Ah, but they do! They are the ones whose wives are having affairs or whose wives have walked away.
I truly understand that some marital problems are primarily caused by one person, a partner with borderline personality or some other mental health issue. But in most cases, a happily married spouse--or even just one at the early stages of unhappiness--does not jump into an affair. A man who thinks "everything is fine" because he got his wife to get off his back about her needs and wants is completely clueless, too.
Anyway, I agree completely with the idea that many men need sex to feel emotionally connected. What I see as lacking in that statement is an understanding of what it takes to get most women to the point that they will actually refuse--repeatedly--to have sex with their husbands, and how dangerous it is to suggest that they just try. I have known more than a few women who got to the point where they wanted to puke if their husband tried to touch them--but these women were committed to marriage and never thought they could end up leaving. But they did--some cheated first, some didn't. Same story in the background, however, which is why I don't believe the idea that cheaters "rewrite" their history. Most female cheaters have already told close friends/family about the marital problems.
It's a conundrum, that's for sure.
Not trying to be argumentative, but your analysis sounds perilously close to it's inherently 'his' fault if a man's wife wants to puke at the thought of his touching her. And further, you are outlining exactly the circumstances that MEM is requesting that people pause and reconsider. You are presuming that your average guy, in your average sexless marriage, just doesn't 'get it', isn't listening, and isn't giving his wife what she needs, she is making perfectly clear what it is she does need ... and her husband is just a knuckle-head.

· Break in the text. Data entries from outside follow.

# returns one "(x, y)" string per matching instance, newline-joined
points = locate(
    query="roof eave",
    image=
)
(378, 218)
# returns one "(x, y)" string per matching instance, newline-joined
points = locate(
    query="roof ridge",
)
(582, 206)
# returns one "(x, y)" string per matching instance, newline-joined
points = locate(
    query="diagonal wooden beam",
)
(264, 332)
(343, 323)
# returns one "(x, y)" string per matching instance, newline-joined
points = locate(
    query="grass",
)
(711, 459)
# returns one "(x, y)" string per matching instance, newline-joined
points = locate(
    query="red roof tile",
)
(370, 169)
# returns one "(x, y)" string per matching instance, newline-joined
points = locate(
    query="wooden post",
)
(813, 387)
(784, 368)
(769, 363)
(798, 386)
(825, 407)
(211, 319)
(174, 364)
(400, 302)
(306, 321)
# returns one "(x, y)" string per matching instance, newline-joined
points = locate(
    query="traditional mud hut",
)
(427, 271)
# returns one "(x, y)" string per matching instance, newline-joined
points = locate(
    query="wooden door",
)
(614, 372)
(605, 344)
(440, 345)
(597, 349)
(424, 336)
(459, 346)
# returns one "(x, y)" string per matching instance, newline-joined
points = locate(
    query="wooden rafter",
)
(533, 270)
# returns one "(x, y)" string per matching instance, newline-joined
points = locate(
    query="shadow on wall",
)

Not trying to put words in your mouth, but that's how the second part of your response came across.
And I gotta tell ya' ... that certainly wasn't my circumstance, and I don't know of many where it was.
I'm not claiming that one is more prevalent or valid than the other. They both suck. It is a failure on both parties part, and requires both parties taking responsibility ... I think THAT is where the issue lies for most.
It's much too common to get caught up in right-fighting instead of recognizing, acknowledging, and reconciling.
And the biggest thing that stood out to me as overlooked in MEM's post ... it was gender neutral. It was about the refusing spouses lack of being open to their partner ... regardless of gender.